There is no such thing as a lasting peace, a final resting place for the lion and the lamb. We yearn for the completion of our task, the fulfillment of our striving, the consummation of our journey. And, in so doing we sow the seeds of our defeat. In believing that the purpose of a peace movement lies in its outcome, we assure failure.
The work of peacemaking will never be done—that is the curse and the blessing of being human. A curse in so far as there is no utopian culmination of our labors, and a blessing in so far as there shall always be meaningful work. The task of the peacemaker is like that of Sisyphus, the human that the gods condemned to a life of shoving a boulder up a hill, only to see it roll back down in an endless cycle. How could Sisyphus endure such a fate? I’ve asked my students this, and their answers are revealing.
Some students suppose that there is always hope: a hope that the gods would relent, that tranquility would finally come to Sisyphus. A particularly creative student suggested that the rolling of the boulder would erode the hill so that eventually the labor of Sisyphus would be complete. But the most compelling answer came from those students who understood that a sense of futility comes only if Sisyphus believes that he will see the fruit of his labors.
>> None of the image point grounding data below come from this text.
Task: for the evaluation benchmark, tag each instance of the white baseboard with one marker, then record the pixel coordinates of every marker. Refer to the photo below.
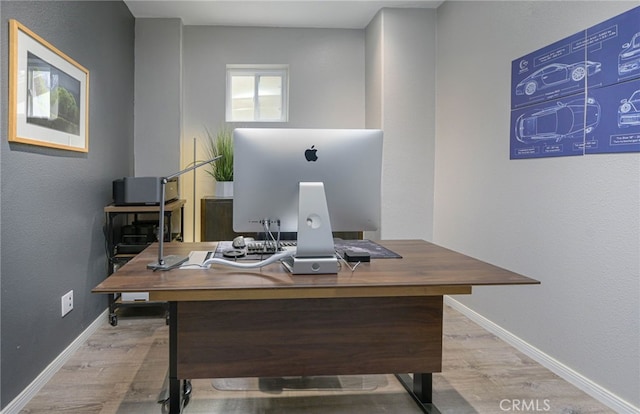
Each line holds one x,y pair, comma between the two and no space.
585,384
36,385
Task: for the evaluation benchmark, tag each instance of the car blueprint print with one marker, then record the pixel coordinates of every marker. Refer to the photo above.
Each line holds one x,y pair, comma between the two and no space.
619,128
629,58
579,95
616,44
552,72
555,74
629,111
561,121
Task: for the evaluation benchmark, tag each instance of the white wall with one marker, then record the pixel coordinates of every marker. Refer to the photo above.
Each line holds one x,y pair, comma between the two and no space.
401,101
326,84
572,223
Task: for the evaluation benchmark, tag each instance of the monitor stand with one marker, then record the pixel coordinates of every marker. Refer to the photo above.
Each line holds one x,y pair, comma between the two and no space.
315,253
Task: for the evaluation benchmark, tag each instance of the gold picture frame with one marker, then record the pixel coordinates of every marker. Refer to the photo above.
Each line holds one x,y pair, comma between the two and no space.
48,94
Maybe Sisyphus will never recover the graces of the gods, maybe the hill will never be worn down. But if he—if we—can authentically and deeply engage in our labors, if we roll the boulder of peace because it is what we are called to do, if the measure of our work is its capacity to shape who we are, then we can go on pushing. And if in the course of our labors the hill of hate is eroded, that will be a beautiful thing, a very beautiful thing.
But as much as we imagine that peacemaking will overthrow warmongering, as much as we hope to live at a pivot point in human history, as much as we dream of a glorious conversion of society, we must understand that while epiphanies may change souls, they rarely change the world. To understand what the world needs of us, we must look into the eyes of the frightened soldier and the terrified child. But to sustain our work, we must look inside of ourselves.
There is where we shall find the understanding that peacemaking is self-making. That the endless labor of life is not about changing the world but creating ourselves.